In: Advanced Math
Describe some advantages and disadvantages of Value at Risk (VaR) as a risk measure relative to other risk measures
Value At Risk is a widely used risk management tool, popular especially with banks and big financial institutions. There are valid reasons for its popularity . But for using Value At Risk for effective risk management without unwillingly encouraging a future financial disaster, it is crucial to know the limitations of Value At Risk.
VAR does not measure worst case loss
99% percent VAR really means that in 1% of cases (that would be 2-3 trading days in a year with daily VAR) the loss is expected to be greater than the VAR amount. Value At Risk does not say anything about the size of losses within this 1% of trading days and by no means does it say anything about the maximum possible loss.
The worst case loss might be only a few percent higher than the VAR, but it could also be high enough to liquidate your company. Some of those “2-3 trading days per year” could be those with terrorist attacks, Kerviel detection, Lehman Brothers bankruptcy, and similar extraordinary high impact events.
You simply don’t know your maximum possible loss by looking only at VAR. It is the single most important and most frequently ignored limitation of Value At Risk.
Besides this false sense of security problem, there are other (perhaps less frequently discussed but still valid) limitations of Value At Risk.
Value At Risk gets difficult to calculate with large portfolios
When you’re calculating Value At Risk of a portfolio, you need to measure or estimate not only the return and volatility of individual assets, but also the correlations between them.
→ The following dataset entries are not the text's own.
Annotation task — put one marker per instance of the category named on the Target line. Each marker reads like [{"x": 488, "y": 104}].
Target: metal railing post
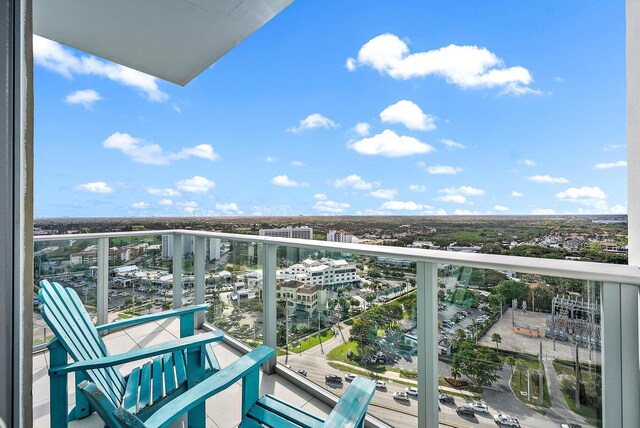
[
  {"x": 269, "y": 302},
  {"x": 102, "y": 286},
  {"x": 198, "y": 276},
  {"x": 427, "y": 305},
  {"x": 177, "y": 271}
]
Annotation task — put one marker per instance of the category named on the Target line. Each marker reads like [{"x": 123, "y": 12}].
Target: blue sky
[{"x": 351, "y": 107}]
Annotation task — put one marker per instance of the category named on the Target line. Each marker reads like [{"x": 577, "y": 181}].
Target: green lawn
[{"x": 311, "y": 341}]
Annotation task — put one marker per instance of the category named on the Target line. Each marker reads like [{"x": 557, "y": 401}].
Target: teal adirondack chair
[
  {"x": 256, "y": 412},
  {"x": 178, "y": 365}
]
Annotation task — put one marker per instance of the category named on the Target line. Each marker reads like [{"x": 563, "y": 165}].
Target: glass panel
[
  {"x": 139, "y": 278},
  {"x": 499, "y": 353},
  {"x": 342, "y": 315},
  {"x": 234, "y": 288},
  {"x": 72, "y": 263}
]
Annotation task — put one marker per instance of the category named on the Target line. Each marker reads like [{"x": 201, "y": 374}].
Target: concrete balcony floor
[{"x": 223, "y": 410}]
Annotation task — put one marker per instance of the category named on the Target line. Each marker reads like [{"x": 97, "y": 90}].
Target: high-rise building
[
  {"x": 340, "y": 236},
  {"x": 303, "y": 232}
]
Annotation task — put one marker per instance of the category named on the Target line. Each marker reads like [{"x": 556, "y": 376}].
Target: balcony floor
[{"x": 223, "y": 410}]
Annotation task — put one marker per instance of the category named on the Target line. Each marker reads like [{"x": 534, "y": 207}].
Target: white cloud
[
  {"x": 417, "y": 188},
  {"x": 458, "y": 199},
  {"x": 463, "y": 66},
  {"x": 408, "y": 114},
  {"x": 162, "y": 192},
  {"x": 313, "y": 121},
  {"x": 589, "y": 196},
  {"x": 94, "y": 187},
  {"x": 228, "y": 208},
  {"x": 463, "y": 190},
  {"x": 331, "y": 206},
  {"x": 350, "y": 64},
  {"x": 547, "y": 179},
  {"x": 542, "y": 211},
  {"x": 354, "y": 182},
  {"x": 528, "y": 162},
  {"x": 55, "y": 57},
  {"x": 187, "y": 206},
  {"x": 151, "y": 153},
  {"x": 361, "y": 128},
  {"x": 608, "y": 165},
  {"x": 140, "y": 205},
  {"x": 384, "y": 193},
  {"x": 390, "y": 144},
  {"x": 452, "y": 144},
  {"x": 403, "y": 206},
  {"x": 283, "y": 180},
  {"x": 195, "y": 184},
  {"x": 443, "y": 169},
  {"x": 84, "y": 97}
]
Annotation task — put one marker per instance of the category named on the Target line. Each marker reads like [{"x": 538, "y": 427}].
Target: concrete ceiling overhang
[{"x": 174, "y": 40}]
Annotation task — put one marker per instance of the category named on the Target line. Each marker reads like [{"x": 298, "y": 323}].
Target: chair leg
[
  {"x": 59, "y": 401},
  {"x": 195, "y": 375}
]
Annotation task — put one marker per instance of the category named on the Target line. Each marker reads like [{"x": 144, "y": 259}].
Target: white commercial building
[
  {"x": 303, "y": 232},
  {"x": 340, "y": 236}
]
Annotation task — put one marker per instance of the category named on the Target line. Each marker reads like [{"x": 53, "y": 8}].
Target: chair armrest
[
  {"x": 138, "y": 354},
  {"x": 212, "y": 385},
  {"x": 353, "y": 404},
  {"x": 152, "y": 317}
]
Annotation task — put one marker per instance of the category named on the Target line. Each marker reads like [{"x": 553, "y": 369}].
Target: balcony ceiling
[{"x": 174, "y": 40}]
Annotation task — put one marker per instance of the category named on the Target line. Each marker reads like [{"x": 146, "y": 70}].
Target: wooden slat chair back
[
  {"x": 176, "y": 366},
  {"x": 266, "y": 411},
  {"x": 63, "y": 311}
]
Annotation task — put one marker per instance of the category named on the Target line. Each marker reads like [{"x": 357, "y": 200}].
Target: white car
[
  {"x": 400, "y": 395},
  {"x": 479, "y": 407},
  {"x": 412, "y": 391},
  {"x": 350, "y": 377},
  {"x": 502, "y": 419}
]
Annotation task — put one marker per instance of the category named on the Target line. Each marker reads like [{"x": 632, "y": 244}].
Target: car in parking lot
[
  {"x": 412, "y": 390},
  {"x": 400, "y": 396},
  {"x": 479, "y": 407},
  {"x": 502, "y": 419},
  {"x": 331, "y": 378},
  {"x": 446, "y": 398},
  {"x": 465, "y": 411}
]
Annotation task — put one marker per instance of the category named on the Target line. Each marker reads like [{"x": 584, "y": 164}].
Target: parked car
[
  {"x": 502, "y": 419},
  {"x": 446, "y": 398},
  {"x": 349, "y": 377},
  {"x": 331, "y": 378},
  {"x": 412, "y": 390},
  {"x": 400, "y": 396},
  {"x": 465, "y": 411},
  {"x": 479, "y": 407}
]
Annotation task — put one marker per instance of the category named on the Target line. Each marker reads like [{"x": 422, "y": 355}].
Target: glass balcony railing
[{"x": 456, "y": 339}]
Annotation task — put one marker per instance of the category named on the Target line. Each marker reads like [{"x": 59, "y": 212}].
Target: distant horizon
[{"x": 350, "y": 108}]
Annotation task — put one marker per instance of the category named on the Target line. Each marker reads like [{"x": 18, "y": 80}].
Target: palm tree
[{"x": 495, "y": 337}]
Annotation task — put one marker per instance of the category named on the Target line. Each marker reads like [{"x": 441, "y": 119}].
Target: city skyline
[{"x": 356, "y": 109}]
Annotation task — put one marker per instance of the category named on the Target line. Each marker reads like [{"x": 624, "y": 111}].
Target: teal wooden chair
[
  {"x": 266, "y": 411},
  {"x": 176, "y": 366}
]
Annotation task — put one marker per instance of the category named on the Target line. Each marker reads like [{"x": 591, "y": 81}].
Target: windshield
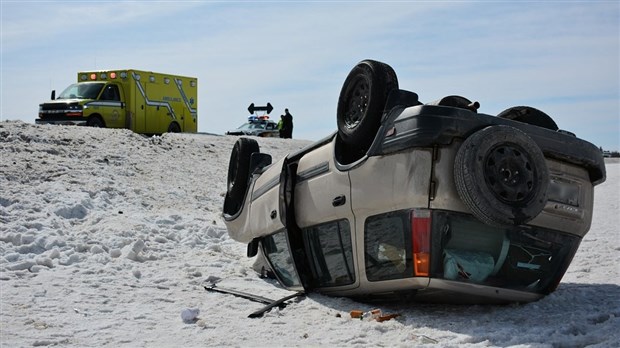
[
  {"x": 82, "y": 91},
  {"x": 525, "y": 258},
  {"x": 253, "y": 125}
]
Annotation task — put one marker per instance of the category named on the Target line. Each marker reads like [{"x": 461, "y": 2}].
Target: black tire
[
  {"x": 174, "y": 128},
  {"x": 96, "y": 122},
  {"x": 361, "y": 103},
  {"x": 239, "y": 174},
  {"x": 502, "y": 176},
  {"x": 529, "y": 115}
]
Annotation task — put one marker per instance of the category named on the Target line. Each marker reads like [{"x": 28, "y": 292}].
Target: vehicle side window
[
  {"x": 387, "y": 246},
  {"x": 277, "y": 251},
  {"x": 110, "y": 93},
  {"x": 330, "y": 252}
]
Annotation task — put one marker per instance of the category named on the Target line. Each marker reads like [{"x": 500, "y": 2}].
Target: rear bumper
[{"x": 430, "y": 125}]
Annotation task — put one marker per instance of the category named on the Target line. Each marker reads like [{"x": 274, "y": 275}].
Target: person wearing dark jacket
[{"x": 287, "y": 125}]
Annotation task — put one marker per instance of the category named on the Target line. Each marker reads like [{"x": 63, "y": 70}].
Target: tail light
[{"x": 421, "y": 238}]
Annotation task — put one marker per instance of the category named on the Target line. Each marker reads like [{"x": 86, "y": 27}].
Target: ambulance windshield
[{"x": 82, "y": 91}]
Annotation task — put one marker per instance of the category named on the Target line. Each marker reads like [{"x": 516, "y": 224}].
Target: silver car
[
  {"x": 434, "y": 200},
  {"x": 260, "y": 126}
]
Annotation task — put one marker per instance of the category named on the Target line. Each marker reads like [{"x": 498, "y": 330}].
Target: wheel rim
[
  {"x": 510, "y": 174},
  {"x": 359, "y": 97}
]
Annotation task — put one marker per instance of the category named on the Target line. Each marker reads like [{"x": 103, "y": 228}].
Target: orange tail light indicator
[{"x": 421, "y": 238}]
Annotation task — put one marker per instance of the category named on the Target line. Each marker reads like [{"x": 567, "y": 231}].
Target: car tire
[
  {"x": 96, "y": 122},
  {"x": 239, "y": 174},
  {"x": 501, "y": 176},
  {"x": 174, "y": 128},
  {"x": 361, "y": 102},
  {"x": 529, "y": 115}
]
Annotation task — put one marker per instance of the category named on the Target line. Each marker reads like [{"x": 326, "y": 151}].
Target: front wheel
[
  {"x": 502, "y": 176},
  {"x": 239, "y": 174},
  {"x": 361, "y": 102}
]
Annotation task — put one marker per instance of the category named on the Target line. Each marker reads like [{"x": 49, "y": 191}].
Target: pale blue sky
[{"x": 559, "y": 56}]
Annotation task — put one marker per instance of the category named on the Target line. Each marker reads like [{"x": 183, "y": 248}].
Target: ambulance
[{"x": 143, "y": 101}]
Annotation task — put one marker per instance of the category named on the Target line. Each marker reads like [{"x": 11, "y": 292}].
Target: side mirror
[
  {"x": 259, "y": 161},
  {"x": 253, "y": 247}
]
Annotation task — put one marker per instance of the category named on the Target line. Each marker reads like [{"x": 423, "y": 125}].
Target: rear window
[
  {"x": 277, "y": 252},
  {"x": 387, "y": 246},
  {"x": 330, "y": 253}
]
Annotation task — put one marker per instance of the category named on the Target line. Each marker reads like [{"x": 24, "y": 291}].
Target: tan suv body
[{"x": 414, "y": 214}]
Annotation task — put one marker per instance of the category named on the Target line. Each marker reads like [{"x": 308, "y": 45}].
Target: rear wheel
[
  {"x": 361, "y": 103},
  {"x": 529, "y": 115},
  {"x": 239, "y": 174},
  {"x": 502, "y": 176}
]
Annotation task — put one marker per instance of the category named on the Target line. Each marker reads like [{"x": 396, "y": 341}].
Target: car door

With growing number and diversity of positions in the portfolio, the difficulty (and cost) of this task grows exponentially.
Value at Risk is not additive
The fact that correlations between individual risk factors enter the VAR calculation is also the reason why Value At Risk is not simply additive. The VAR of a portfolio containing assets A and B does not equal the sum of VAR of asset A and VAR of asset B.
The resulting VAR is only as good as the inputs and assumptions
As with other quantitative tools in finance, the result and the usefulness of VAR is only as good as your inputs. A common mistake with using the classical variance-covariance Value At Risk method is assuming normal distribution of returns for assets and portfolios with non-normal skewness or excess kurtosis. Using unrealistic return distributions as inputs can lead to underestimating the real risk with VAR.
Different Value At Risk methods lead to different results
There are several alternative and very different approaches which all eventually lead to a number called Value At Risk: there is the classical variance-covariance parametric VAR, but also the Historical VAR method, or the Monte Carlo VAR approach (the latter two are more flexible with return distributions, but they have other limitations). Having a wide range of choices is useful, as different approaches are suitable for different types of situations. However, different approaches can also lead to very different results with the same portfolio, so the representativeness of VAR can be questioned.